A year later, Human Rights Watch put an editor at the British newspaper the Independent who happened to be in Tashkent to play an amateur soccer match in touch with Mohira Ortikova. When the journalist, James Hanning, told embassy officials he planned to write a story about the case in May 2011, Ortikov was abruptly released in a matter of weeks.
It’s not clear whether the specter of media pressure forced Britain into action: Ortikov’s release may have been a coincidence, or a random event. The Ortikovs, for their part, believe that the British embassy made no serious effort to free him until they faced bad publicity over the case and point to the long gaps in Mohira Ortikova’s contact with the embassy as evidence. They suspect that the U.K. could have interfered on his behalf far earlier, but chose not to, perhaps for fear of offending an important security partner.
The case eventually came to public attention last year, when the Independent finally published two articles about Ortikov. Three parliamentary committees called on British Prime Minister David Cameron to intervene in the case late last year, but were unsuccessful.
“It seems that British officials simply don’t want there to be any formal recognition of responsibility for this family and what they endured, even though it would not have happened but for his association with the British embassy,” Swerdlow, the Human Rights Watch researcher, said.
Last month, Baroness Sayeeda Warsi, secretary of state at Britain’s Foreign Office, told parliamentarians who inquired about Ortikov’s case that the embassy in Tashkent “repeatedly intervened with the Uzbek authorities […] when we became aware of allegations that he was being mistreated.” Warsi further claimed that embassy staff in Tashkent kept constant contact with Ortikov’s family during his imprisonment and after his release.
Ortikov sees things differently. Since he fled to Kiev with his wife and four children, Ortikov has repeatedly attempted to get Britain to take action over his case, but to no avail. The first time, he appeared unannounced at the embassy in Kiev and asked for the ambassador, Simon Smith, but was not admitted. He then saw a man who turned out to be Smith’s deputy, Martin Day, leaving the building with his son, cornered him, and spent an hour talking about his case. Day promised to send a message to London.

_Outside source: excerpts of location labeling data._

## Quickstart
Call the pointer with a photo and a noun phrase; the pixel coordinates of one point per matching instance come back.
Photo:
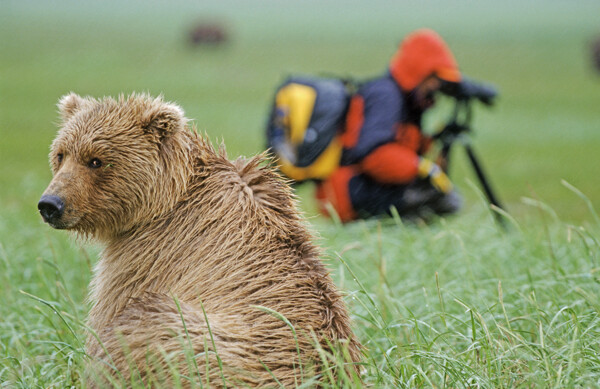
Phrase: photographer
(382, 164)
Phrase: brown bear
(207, 270)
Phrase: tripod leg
(484, 182)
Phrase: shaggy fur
(183, 225)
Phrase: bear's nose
(51, 208)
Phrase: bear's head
(116, 164)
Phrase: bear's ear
(163, 120)
(69, 104)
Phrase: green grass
(455, 304)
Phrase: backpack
(306, 119)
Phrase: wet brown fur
(182, 224)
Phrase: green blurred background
(544, 128)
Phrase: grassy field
(459, 303)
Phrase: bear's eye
(95, 163)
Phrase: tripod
(457, 129)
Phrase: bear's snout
(51, 208)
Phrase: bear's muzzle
(51, 208)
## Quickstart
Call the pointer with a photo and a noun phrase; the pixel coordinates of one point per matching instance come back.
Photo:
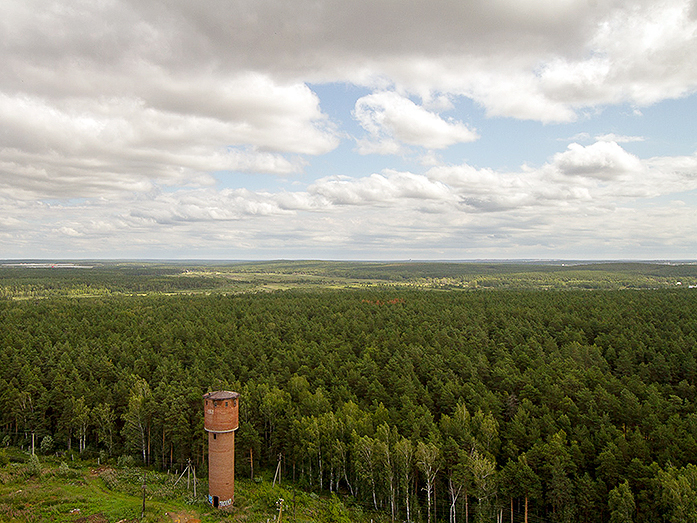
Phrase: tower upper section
(221, 410)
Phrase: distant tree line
(565, 406)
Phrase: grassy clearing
(45, 490)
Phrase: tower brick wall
(221, 410)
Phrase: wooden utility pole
(142, 512)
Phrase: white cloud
(612, 137)
(390, 119)
(602, 160)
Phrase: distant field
(89, 278)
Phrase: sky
(348, 130)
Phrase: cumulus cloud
(391, 119)
(602, 160)
(116, 116)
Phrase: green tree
(137, 418)
(621, 504)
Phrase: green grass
(85, 493)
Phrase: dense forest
(564, 405)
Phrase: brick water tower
(221, 422)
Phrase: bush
(64, 471)
(126, 461)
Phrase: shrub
(126, 461)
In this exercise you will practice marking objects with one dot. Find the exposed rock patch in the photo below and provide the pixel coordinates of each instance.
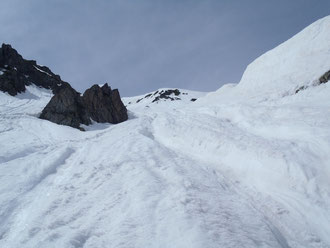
(325, 78)
(168, 94)
(66, 108)
(104, 104)
(322, 80)
(100, 104)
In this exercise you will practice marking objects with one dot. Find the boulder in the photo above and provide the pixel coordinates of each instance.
(66, 108)
(104, 104)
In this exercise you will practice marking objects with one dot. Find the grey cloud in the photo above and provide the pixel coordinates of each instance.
(139, 46)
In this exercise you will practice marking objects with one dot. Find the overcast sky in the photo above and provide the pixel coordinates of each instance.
(142, 45)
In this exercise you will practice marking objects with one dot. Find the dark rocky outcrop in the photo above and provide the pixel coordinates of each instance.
(66, 108)
(325, 78)
(100, 104)
(104, 104)
(16, 73)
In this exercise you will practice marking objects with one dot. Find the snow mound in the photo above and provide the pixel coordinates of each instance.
(299, 61)
(296, 63)
(178, 173)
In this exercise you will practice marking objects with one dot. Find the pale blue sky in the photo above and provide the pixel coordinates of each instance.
(140, 46)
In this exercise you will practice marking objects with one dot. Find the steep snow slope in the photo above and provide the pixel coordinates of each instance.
(232, 169)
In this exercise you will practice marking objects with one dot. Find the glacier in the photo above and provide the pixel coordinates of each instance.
(245, 166)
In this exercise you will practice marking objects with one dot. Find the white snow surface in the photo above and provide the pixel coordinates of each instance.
(240, 167)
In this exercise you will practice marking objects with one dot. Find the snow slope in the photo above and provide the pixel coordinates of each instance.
(246, 166)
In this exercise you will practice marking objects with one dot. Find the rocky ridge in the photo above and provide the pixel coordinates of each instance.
(67, 106)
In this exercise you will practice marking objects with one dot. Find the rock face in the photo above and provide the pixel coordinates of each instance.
(325, 78)
(16, 73)
(100, 104)
(104, 104)
(66, 108)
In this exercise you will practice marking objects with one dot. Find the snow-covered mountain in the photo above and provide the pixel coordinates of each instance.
(245, 166)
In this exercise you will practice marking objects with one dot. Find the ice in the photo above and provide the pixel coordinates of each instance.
(245, 166)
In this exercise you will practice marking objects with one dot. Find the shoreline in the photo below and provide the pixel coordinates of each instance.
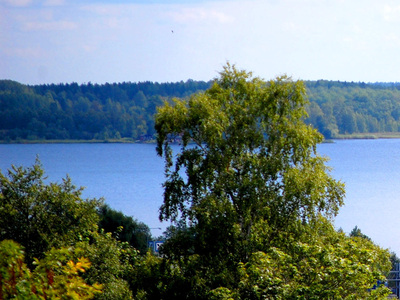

Three months later — during which time he heard nothing from U.K. authorities — Ukrainian security services told Ortikov that Uzbekistan’s feared SNB security agency was looking for him and that they could not guarantee his safety from them even within Ukraine. Ortikov went to the embassy and waited in a corridor for several hours, but nobody received him. At one point Day walked past him and ignored him, Ortikov said.
After the Independent published the article about him it had withheld in 2011 last summer, British officials met with the Ortikovs again and assured them that Warsi had taken a personal interest in their case. Since then, however, the Ortikovs have not heard back from anyone. Britain deferred the case to the U.N.’s refugee agency, which eventually helped the Ortikovs find asylum in the United States late last year.
As he awaits his departure, Ortikov has been studying the cultures of the 50 U.S. states. He says his favorite is Alaska because of its snow and unspoiled nature. He dreams of going fishing and seeing bears.
“I’m so tired I feel 20 years older,” Ortikov said. “My skin crawls when I hear the word Britain,” he added, choking back tears. “Cursed be the day when I went to work at the British embassy. Why did I do it?!”